Gli enti non commerciali possono accedere al credito d'imposta sulle spese per adeguamento ambienti di lavoro e a quello per la sanificazione. Gli strumenti attuativi e operativi sono stati definiti dal provvedimento n. 259854/2020 dell'agenzia delle Entrate. Nella Cm 20/E/2020 sono illustrate le specificità proprie per tali enti. L'utilizzo in compensazione di entrambi i crediti d'imposta è però rimandato alla presentazione della comunicazione, alla definizione della spettanza ed infine alla individuazione di un codice tributo da utilizzare nel modello F24.

Società benefit, incentivi fiscali al via

Si deve alla legge 28 dicembre 2015, n. 208, l'introduzione nel nostro ordinamento della nuova figura giuridica della società benefit, che abbina lo scopo di lucro/mutualità all'obiettivo di migliorare il contesto ambientale e sociale nel quale opera. Per incentivare la sua costituzione o la trasformazione di una società in società benefit spetta, a partire dal 18 luglio 2020 e fino al 31 dicembre 2020, un credito d'imposta nella misura del 50% dei relativi costi di costituzione o trasformazione sostenuti.

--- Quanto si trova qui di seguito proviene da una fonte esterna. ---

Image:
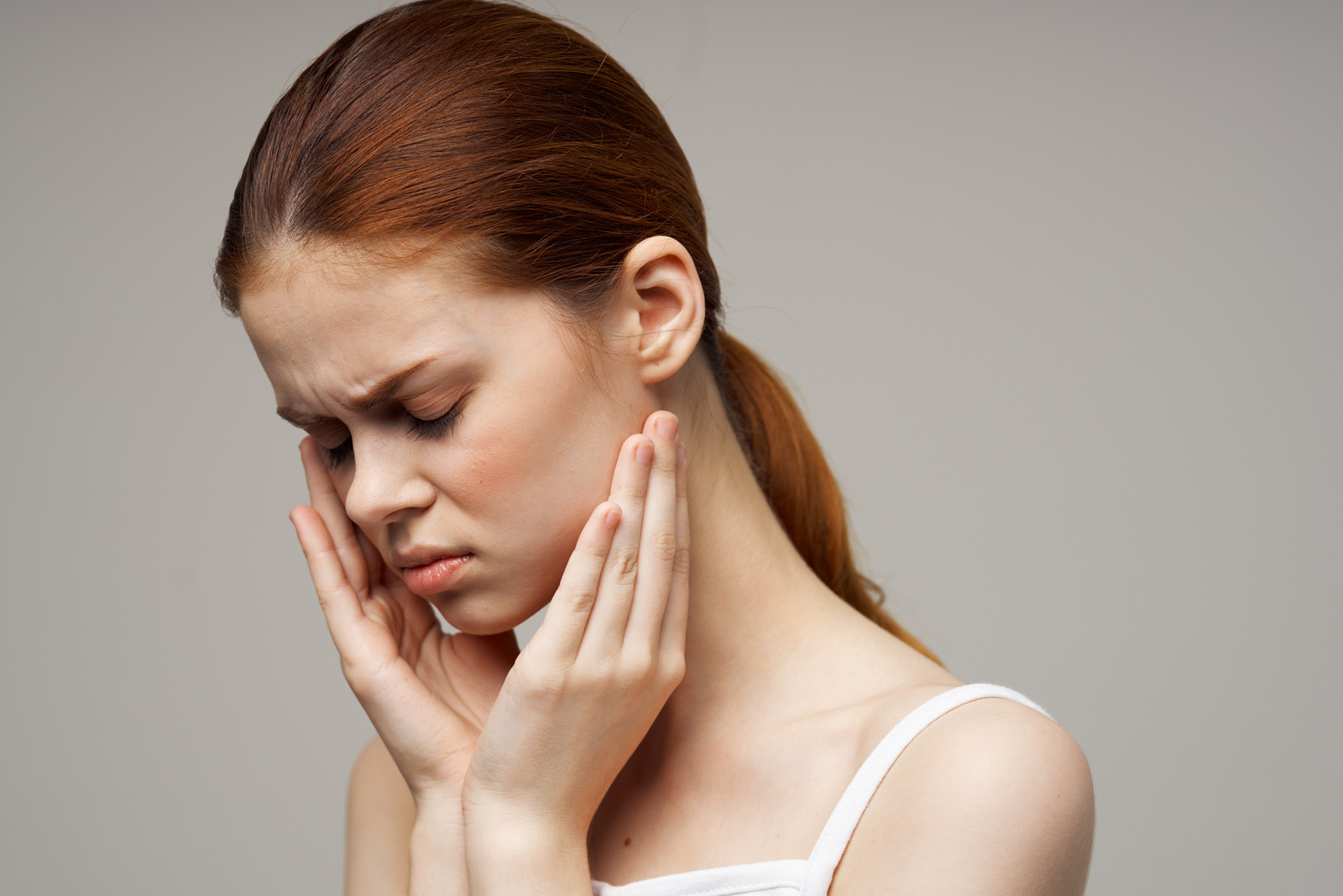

Trasferimento della residenza dei pensionati esteri

Le Entrate forniscono chiarimenti in merito al regime opzionale di tassazione mediante l'assoggettamento ad un'imposta sostitutiva, con aliquota del 7%, sui redditi di qualunque categoria, prodotti all'estero dalle persone fisiche, titolari di pensione di fonte estera, che trasferiscono la propria residenza fiscale in alcuni Comuni del Mezzogiorno o in uno dei Comuni con popolazione non superiore a 3.000 abitanti, rientranti nelle zone colpite dal sisma del 24 agosto 2016, del 26 e 30 ottobre 2016 e del 18 gennaio 2017.

IVA

Regime Iva per il distacco di personale

La Corte di Giustizia Ue ha sancito che qualsiasi operazione non può assumere rilevanza ai fini Iva se il rimborso del costo del personale distaccato non è condizione necessaria per l'effettuazione del distacco stesso. Se, invece, viene accertato che il rimborso del costo del personale ha natura corrispettiva, l'agenzia delle Entrate non può avanzare alcuna pretesa relativamente ai distacchi posti in essere in epoca antecedente all'intervento della sentenza (11.03.2020 – Causa n. C-94/19). Recentemente Assonime ha manifestato non poche perplessità in merito alle conclusioni a cui è giunta la Corte.

Nuove misure di pace fiscale

Il Parlamento ha iniziato l'esame della proposta di legge che prevede l'introduzione di un'ampia pace fiscale per fronteggiare la crisi economica generatasi a seguito della situazione emergenziale dovuta al Covid-19: si tratta sostanzialmente di una riedizione dei condoni all'epoca previsti dalla legge 289/2002, con la previsione della possibilità di effettuare la definizione automatica dei redditi d'impresa e di lavoro autonomo.